Chi governa la sanità calabrese appare ormai completamente distaccato dalla realtà vissuta dai cittadini. Sarebbe importante capire se i vertici regionali abbiano mai verificato davvero i tempi necessari per prenotare una TAC, una MOC, una visita oculistica o una colonscopia nelle strutture pubbliche calabresi. Basta confrontarsi con qualsiasi famiglia per comprendere che la situazione reale è ben diversa da quella raccontata nei comunicati ufficiali.

Dietro i report e le classifiche ci sono persone in carne ed ossa che continuano a fare viaggi della speranza, a pagare prestazioni private perché il pubblico non riesce a garantire tempi dignitosi, oppure a rinunciare del tutto alle cure.

La propaganda non cancella le file interminabili nei CUP, la carenza di specialisti, i pronto soccorso al collasso e le disuguaglianze tra territori. In molte aree della Calabria ottenere esami diagnostici e visite specialistiche in tempi accettabili resta un’impresa impossibile.

Ed è legittimo chiedersi come questa Regione pensi concretamente di fare prevenzione con tempi d’attesa così lunghi. La prevenzione funziona solo se gli esami arrivano in tempo utile. Quando una colonscopia o un controllo diagnostico vengono fissati dopo mesi, si mette seriamente a rischio la salute delle persone e si vanifica ogni campagna di screening e tutela sanitaria.

Se davvero la situazione fosse così positiva, non avremmo migliaia di cittadini costretti ogni anno a curarsi fuori regione. La verità è che il sistema sanitario calabrese continua a vivere enormi criticità e i cittadini lo sanno bene sulla propria pelle.

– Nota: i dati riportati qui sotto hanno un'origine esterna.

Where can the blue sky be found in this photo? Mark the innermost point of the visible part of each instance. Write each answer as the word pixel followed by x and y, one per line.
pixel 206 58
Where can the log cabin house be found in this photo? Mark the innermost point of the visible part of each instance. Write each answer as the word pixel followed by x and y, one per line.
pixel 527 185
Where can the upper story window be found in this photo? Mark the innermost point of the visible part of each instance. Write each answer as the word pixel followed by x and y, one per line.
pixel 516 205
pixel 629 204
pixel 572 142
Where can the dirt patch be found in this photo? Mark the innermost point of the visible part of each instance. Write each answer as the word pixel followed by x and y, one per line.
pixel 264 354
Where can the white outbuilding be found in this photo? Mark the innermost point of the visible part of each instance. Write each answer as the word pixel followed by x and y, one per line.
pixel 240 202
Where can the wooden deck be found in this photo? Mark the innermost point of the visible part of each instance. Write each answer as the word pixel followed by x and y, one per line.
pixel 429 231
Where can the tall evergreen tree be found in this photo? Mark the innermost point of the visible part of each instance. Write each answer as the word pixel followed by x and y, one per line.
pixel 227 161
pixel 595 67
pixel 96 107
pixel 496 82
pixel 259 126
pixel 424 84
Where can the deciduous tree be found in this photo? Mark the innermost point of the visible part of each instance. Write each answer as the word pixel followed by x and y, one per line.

Ringraziare medici e operatori sanitari è doveroso, perché spesso lavorano in condizioni impossibili e tengono in piedi il sistema con sacrifici enormi. Ma proprio per rispetto verso di loro e verso i pazienti, servirebbe meno autocelebrazione e più verità.

La sanità non si misura con i comunicati stampa, ma con il diritto reale dei cittadini a ricevere cure tempestive e dignitose. Su questo terreno la Calabria è ancora molto lontana dagli standard che i calabresi meritano”.